At the centre is a man with the stump of his left arm wrapped in a bloody cloth. He is stood near the circular saw, whilst being comforted by some colleagues. His hand lies amidst the sawdust at the base of the saw.

The doctor: “Good lord, man, what happened to you?”

The man (a little unsteadily): “Well, doctor, I was working at the saw, and I went like this…” (gestures) “…and GOOD GOD! THERE GOES THE OTHER ONE!”

Coda: 100 million Mapillary Photos Uploaded

An email from Mapillary boasts that they now have 100 million photos on Mapillary. The link says that it has taken 2½ years & 2.1 million km, and was 10m photos last year. My calculation based on the numbers given earlier suggest that it is currently 500k uploads/day (from both mobile apps & web-uploads) = 182.5m/year.

This all suggests a large speed-up in the last year.

Location: Gedling, Carlton, Gedling, Nottinghamshire, England, NG4 4BH, United Kingdom

Discussion

Comment from escada on 25 November 2016 at 14:25

It was not only their harvester that stopped working, one of there web server had to be restarted as well earlier this week.

Comment from alexkemp on 25 November 2016 at 16:11

Interesting comment, @escada. With ~400 people uploading 1,000,000 photos every 2 days (manual + mobile) (73k people => 183m photos yearly), then god knows how many folks viewing those photos, the possible miracle is that the servers manage to stay afloat.
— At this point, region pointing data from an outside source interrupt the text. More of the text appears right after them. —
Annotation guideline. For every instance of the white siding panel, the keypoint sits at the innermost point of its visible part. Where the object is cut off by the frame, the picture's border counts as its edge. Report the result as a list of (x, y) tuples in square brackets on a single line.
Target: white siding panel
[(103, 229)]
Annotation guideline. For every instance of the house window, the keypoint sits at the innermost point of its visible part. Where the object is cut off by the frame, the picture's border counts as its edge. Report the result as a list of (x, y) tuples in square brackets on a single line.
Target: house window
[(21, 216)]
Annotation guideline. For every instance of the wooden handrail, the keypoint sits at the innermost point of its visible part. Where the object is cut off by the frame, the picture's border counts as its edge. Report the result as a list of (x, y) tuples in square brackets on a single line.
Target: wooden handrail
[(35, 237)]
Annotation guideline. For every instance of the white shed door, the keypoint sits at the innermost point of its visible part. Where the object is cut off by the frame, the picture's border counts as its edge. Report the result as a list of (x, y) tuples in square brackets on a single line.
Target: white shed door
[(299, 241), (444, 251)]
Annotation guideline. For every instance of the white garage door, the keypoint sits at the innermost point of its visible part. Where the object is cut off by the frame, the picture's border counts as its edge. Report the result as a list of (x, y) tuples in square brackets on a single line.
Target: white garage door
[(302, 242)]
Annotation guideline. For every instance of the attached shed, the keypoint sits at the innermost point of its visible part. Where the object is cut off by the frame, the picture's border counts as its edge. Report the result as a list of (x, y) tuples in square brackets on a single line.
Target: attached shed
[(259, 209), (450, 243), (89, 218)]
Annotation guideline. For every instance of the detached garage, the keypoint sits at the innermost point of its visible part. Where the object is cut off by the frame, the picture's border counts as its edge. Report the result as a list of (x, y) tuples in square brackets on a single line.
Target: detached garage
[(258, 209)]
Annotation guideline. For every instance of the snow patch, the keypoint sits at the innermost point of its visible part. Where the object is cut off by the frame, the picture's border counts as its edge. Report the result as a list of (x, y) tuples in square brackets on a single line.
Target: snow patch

I spent 15+ years managing a single webserver and recall continual firefighting as I battled attempted scrapes (max 403 / second from Technicolor) & spam. Yet that was with a quiet machine. Goodness knows what Mapillary or OSM must be like.

Comment from escada on 25 November 2016 at 16:40

I had informed them via twitter, here’s their reply: https://twitter.com/peterneubauer/status/801408335299969024

I’m also part of a dev team that builds, deploys and maintains a webapp for a rather small audience. But yes, it is sometimes a problem to keep things running. Even with all kind of monitoring tools, it is still a challenge. So I’m certainly not complaining.